Volunteering with Lasagna Love “really spoke to me on that service level,” she says.
She took on the job of regional manager for Lasagna Love’s local chapter, where she matches volunteers and recipients, answers any questions people have about the program, and spreads the word about the program to reach even more people in need.
Plus, helping out those around her has rubbed off on her 9-year-old daughter who attends Walled Lake Schools.
“She helps me cook and with the decorating and the packaging,” she says. “… We did a Valentine’s Day theme and she’s involved in the creative end, but she knows what we’re doing and why and that it’s going to someone who needs a little help.”
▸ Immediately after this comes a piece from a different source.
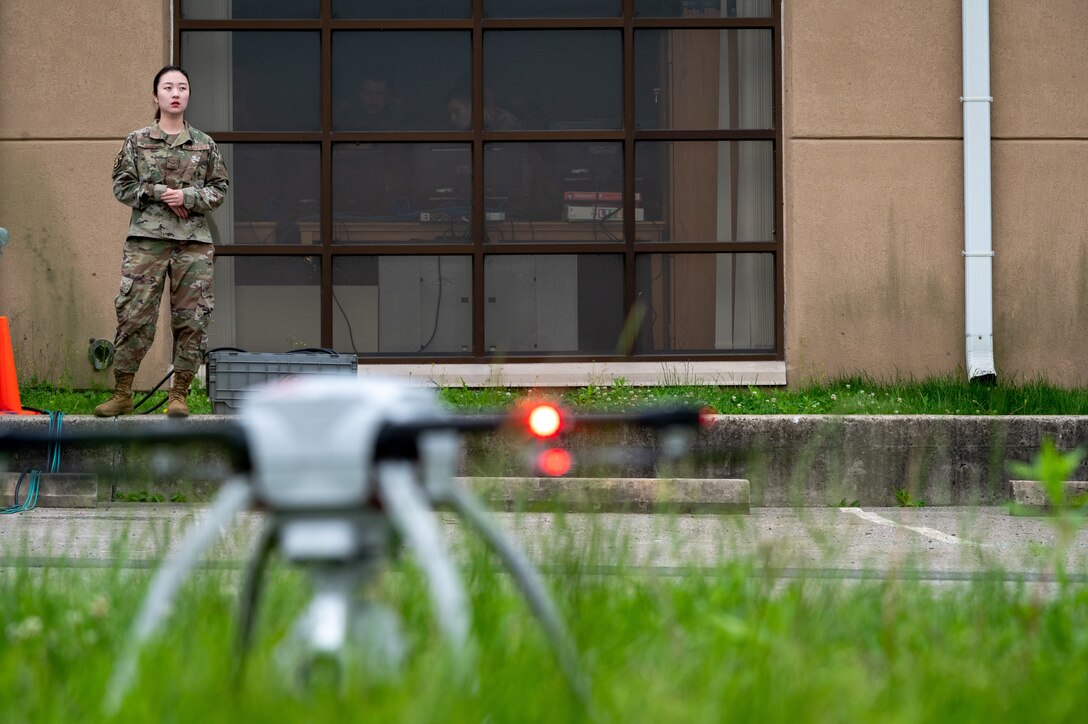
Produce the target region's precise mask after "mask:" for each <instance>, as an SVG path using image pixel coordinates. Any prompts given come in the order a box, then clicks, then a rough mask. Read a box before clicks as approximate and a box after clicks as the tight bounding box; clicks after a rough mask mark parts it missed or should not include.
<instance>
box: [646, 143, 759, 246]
mask: <svg viewBox="0 0 1088 724" xmlns="http://www.w3.org/2000/svg"><path fill="white" fill-rule="evenodd" d="M634 163H635V180H634V184H635V186H634V187H635V192H636V193H638V194H640V195H641V196H642V198H644V199H645V200H644V203H645V209H646V211H645V213H646V217H647V218H651V219H659V220H662V221H663V223H664V224H665V226H664V237H663V241H672V242H713V241H717V242H769V241H774V240H775V154H774V144H772V143H771V142H769V140H722V142H643V143H639V144H636V145H635V147H634Z"/></svg>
Those requesting a lasagna can do so once a month and can ask for gluten free, nut free, dairy free or vegan or vegetarian lasagnas. Volunteers can specify how far they are willing to drive to drop off the lasagna and if they are comfortable accommodating those specific dietary needs.
Volunteers typically pay for their own ingredients, but there are some funding options for supplies if necessary.
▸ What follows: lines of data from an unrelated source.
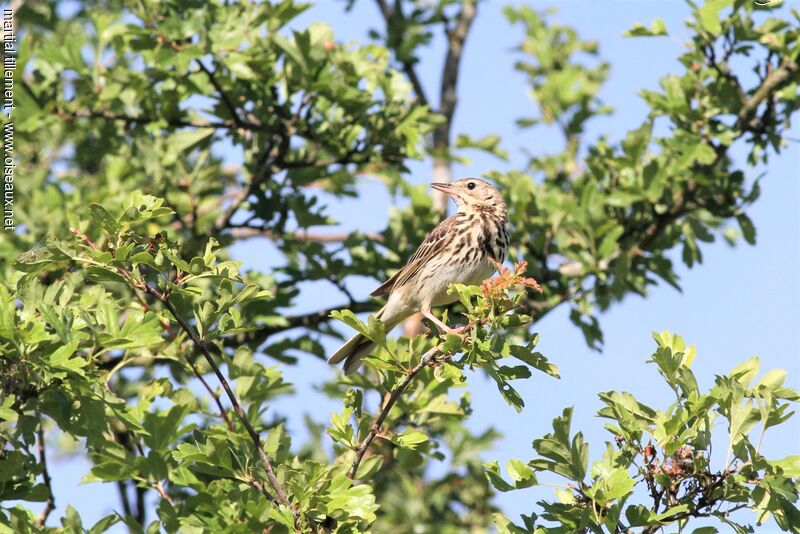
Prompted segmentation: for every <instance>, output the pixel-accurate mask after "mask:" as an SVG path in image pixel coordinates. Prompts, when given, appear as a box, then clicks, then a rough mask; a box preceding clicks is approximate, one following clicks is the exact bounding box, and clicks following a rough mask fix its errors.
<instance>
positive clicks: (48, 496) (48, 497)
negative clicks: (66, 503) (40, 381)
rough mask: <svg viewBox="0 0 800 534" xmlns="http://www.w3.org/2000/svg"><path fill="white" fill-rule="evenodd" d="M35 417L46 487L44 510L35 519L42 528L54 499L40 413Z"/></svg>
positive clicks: (41, 459)
mask: <svg viewBox="0 0 800 534" xmlns="http://www.w3.org/2000/svg"><path fill="white" fill-rule="evenodd" d="M37 417H38V419H39V424H38V426H37V427H36V441H37V443H36V448H37V449H38V450H39V463H40V464H42V478H43V479H44V485H45V486H46V487H47V501H46V502H45V506H44V510H42V513H40V514H39V517H38V518H37V519H36V526H37V527H38V528H43V527H44V525H45V523H47V517H48V516H49V515H50V512H52V511H53V510H55V508H56V499H55V496H54V495H53V484H52V480H51V479H50V472H49V471H48V470H47V453H46V449H45V443H44V430H43V429H42V425H43V421H42V414H41V413H37Z"/></svg>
“We offer to deliver a hot, ready-to-eat lasagna or something that’s prepared and ready to cook,” Abreu says. “Not everyone has a working oven, but if they do we include cooking instructions and we also put a list of ingredients, so the adults in the house know what’s in it.”
“We wear masks and gloves and sanitize while we cook and we bake within FDA guidelines, so it’s all done safely,” she adds. “We take our volunteer work very seriously.”
To those wondering whether they should get involved, Abreu says the experience is a wonderful way to make an immediate impact.
“From my own personal experience, the very first lasagna that I delivered was the most amazing feeling, just knowing that they were really in need of this meal and they were so grateful and I was able to provide that for them,” she says. “I walked back in my door literally jumping up and down – it was such an amazing feeling that from just an hour out of my day I could make such an impact.”
“It’s just so rewarding,” she says. “I know recipients are getting a home cooked meal, but volunteers are getting just as much, if not more.”